Diver reunites man with wedding band made from late father-in-law's ring

A scuba diver reunited an Austin man with his lost wedding band Thursday. 

Ryan Ekno was out on “The Ark” party barge with his wife Tiffany for a work party Thursday afternoon. The two were out on a lilypad when they realized they were both wearing their rings. Ryan Ekno went to grab the boat to head back in, but his ring caught the edge of the boat and was launched into the water. 

“When he said ‘oh my God honey, my ring fell off.’ I looked at him, I said, ‘no, you’re joking!’ Tiffany Ekno explained. 

The ring was made from the wedding band Tiffany Ekno’s father once wore. 

In 2009, her father Mark Irby went missing after leaving his family cabin in northern Arizona. The second night of the search, a massive snow storm struck the area. Ekno says it took more than six months for her father's remains to be recovered. The family would later learn that he had injured his leg in an ATV accident.

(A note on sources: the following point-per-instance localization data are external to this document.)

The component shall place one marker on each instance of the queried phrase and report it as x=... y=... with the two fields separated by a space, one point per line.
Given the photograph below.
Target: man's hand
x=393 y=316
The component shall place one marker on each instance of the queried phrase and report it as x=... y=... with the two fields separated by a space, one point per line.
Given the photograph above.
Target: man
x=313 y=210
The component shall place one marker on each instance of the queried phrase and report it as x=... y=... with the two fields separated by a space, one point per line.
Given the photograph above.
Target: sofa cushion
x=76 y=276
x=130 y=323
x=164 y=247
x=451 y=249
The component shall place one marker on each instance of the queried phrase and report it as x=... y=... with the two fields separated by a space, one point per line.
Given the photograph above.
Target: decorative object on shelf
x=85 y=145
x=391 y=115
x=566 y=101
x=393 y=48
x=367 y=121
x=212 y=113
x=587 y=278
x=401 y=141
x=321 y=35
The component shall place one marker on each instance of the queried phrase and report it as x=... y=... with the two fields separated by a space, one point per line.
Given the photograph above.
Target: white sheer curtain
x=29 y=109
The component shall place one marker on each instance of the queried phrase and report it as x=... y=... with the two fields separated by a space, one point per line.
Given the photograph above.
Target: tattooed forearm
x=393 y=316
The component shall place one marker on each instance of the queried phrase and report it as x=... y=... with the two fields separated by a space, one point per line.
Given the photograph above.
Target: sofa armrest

Ekno says months into the search, the family decided they needed to return to work. Her mother, a dental hygienist, was cleaning Ryan Ekno’s teeth when she decided to set him up with her daughter. 

“She said she just had this strange feeling that my dad was kind of tapping her on the shoulder,” she said of her mother. 

When the pair got engaged, Tiffany Ekno’s mother gifted them her father’s wedding band. The pair melted down the gold and made Ryan Ekno's band. 

Tiffany Ekno describes her husband's ring as “a blending of two of the most incredible men I’ve ever known and had the privilege to love" and losing the ring as “horrifying.” 

“When somebody dies in a way that is so tragic," she said. "The impact is long-lasting... I think I almost didn’t realize how much is there under the surface until something like that happened, and I was faced with losing something that had such meaning."

Ekno’s pain did resurface, but thankfully, it did not take long for the ring to do the same. 

Robert Eisenberg, the captain of The Ark, dropped markers and took photos in the area the ring was dropped. He contacted Robert Weiss, owner and operator of Lake Travis Scuba, to enlist his help. 

“All of a sudden I notice this flash, nice sparkle, and you know there’s like a ‘woohoo’ moment you know, that’s gotta be it," Weiss said. "Went over, the ring was sitting on a rock right over a ledge."

Tiffany Ekno says she thinks her dad was watching over them in that moment.

“He surfaced with it and told us it had fallen maybe an inch or so from a giant crevice and would have disappeared into the rocks forever," Tiffany Ekno said. "So I think my dad was watching over us, he was making sure that ring was gonna stay with us."